APPENDIX 1: Frequently Asked Questions

What are the main sources of referral for a first outpatient appointment?

While the majority of referrals for a first outpatient appointment will be made by a General Practitioner, referrals may also be received from a range of other sources. A full list of the sources from which a referral for a first outpatient appointment may be received is outlined below.

• General Practitioner / General Dental Practitioner, including referrals submitted via the Clinical Communications Gateway (CCG)

• ICATS following triage, i.e. where a patient is initially referred by their GP for an ICATS service, but at the paper triage stage it is decided that the patient is not suitable to be treated by ICATS and needs to be seen by a consultant. The patient will be referred as a GP referral

• Emergency Department (not initiated by same consultant to whom the patient is being referred)

• Other consultant (other than Emergency Dept)

• Self-referral

• Prosthetist

• Another Health Practitioner

• Family Planning Service

• Voluntary Agency

• Criminal Justice Agency

• Screening Service

• ICATS following a diagnostic test or treatment

Should nurse led activity be reported on these returns?

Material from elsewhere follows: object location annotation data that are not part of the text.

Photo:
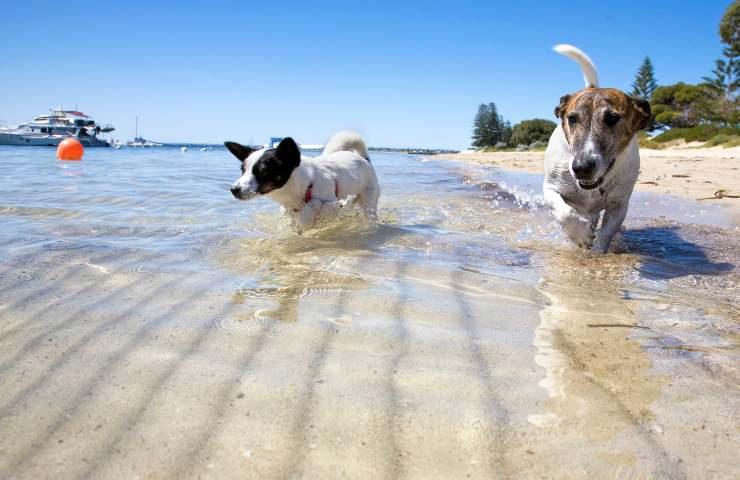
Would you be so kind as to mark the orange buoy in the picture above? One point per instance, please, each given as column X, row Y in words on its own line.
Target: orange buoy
column 70, row 149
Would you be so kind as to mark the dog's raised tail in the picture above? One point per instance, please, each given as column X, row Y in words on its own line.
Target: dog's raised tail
column 587, row 66
column 347, row 141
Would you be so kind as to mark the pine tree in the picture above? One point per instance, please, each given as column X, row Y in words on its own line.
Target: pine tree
column 494, row 125
column 489, row 127
column 725, row 82
column 645, row 83
column 480, row 128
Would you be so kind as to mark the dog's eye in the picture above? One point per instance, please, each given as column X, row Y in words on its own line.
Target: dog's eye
column 611, row 118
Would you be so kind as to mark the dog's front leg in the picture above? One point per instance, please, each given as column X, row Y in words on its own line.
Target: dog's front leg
column 307, row 216
column 613, row 217
column 579, row 229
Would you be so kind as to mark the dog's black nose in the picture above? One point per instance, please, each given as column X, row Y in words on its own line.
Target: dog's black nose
column 583, row 168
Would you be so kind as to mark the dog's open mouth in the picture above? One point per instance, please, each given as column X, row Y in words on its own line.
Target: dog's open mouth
column 586, row 185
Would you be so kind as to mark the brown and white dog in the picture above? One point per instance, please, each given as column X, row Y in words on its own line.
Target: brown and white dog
column 592, row 159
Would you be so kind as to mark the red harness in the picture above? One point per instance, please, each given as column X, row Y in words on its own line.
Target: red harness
column 308, row 196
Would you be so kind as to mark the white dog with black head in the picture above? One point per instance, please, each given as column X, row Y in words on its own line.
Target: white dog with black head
column 308, row 186
column 592, row 160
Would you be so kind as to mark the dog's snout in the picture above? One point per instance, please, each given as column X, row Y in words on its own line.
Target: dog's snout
column 584, row 168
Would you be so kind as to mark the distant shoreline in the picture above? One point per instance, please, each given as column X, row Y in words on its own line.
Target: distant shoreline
column 691, row 173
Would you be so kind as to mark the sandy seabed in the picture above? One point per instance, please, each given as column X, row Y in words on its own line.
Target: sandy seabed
column 152, row 327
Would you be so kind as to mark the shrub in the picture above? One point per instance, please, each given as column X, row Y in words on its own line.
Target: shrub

No. These returns relates solely to activity performed in a consultant led outpatient service. Activity performed in a non-consultant led service, such as those led by nurses, allied health professionals etc. should not be reported on these returns.

Should ICATS activity be reported on these returns?

No. ICATS is the term used for a range of outpatient services for patients, which are provided by integrated multi-disciplinary teams of health service professionals, including GPs with a special interest, specialist nurses and allied health professionals. Activity at ICATS services is not regarded as consultant led activity and should not be recorded on the QOAR/R-QOAR.

From 1st April 2010, a number of ICATS were officially introduced within the HSC, and a data return, the Quarterly ICATS Activity Return (QIAR), was introduced by the Department in 2010/11. HSC Trusts should submit data on ICATS activity to HAIB on this return on a quarterly basis.

Should virtual activity be reported on these returns?

No. These returns relate solely to activity that takes place in a face-to-face environment. Any virtual outpatient activity must be recorded on the V-QOAR, and HSC Trusts should submit virtual outpatient activity data to HAIB on a quarterly basis.

It should be noted that neither the QOAR/R-QOAR nor the V-QOAR is intended to facilitate the recording of every contact/phone call made by the consultant, or member of their team.

Can a face to face attendance occur after a virtual attendance, and, if so, how should this be recorded?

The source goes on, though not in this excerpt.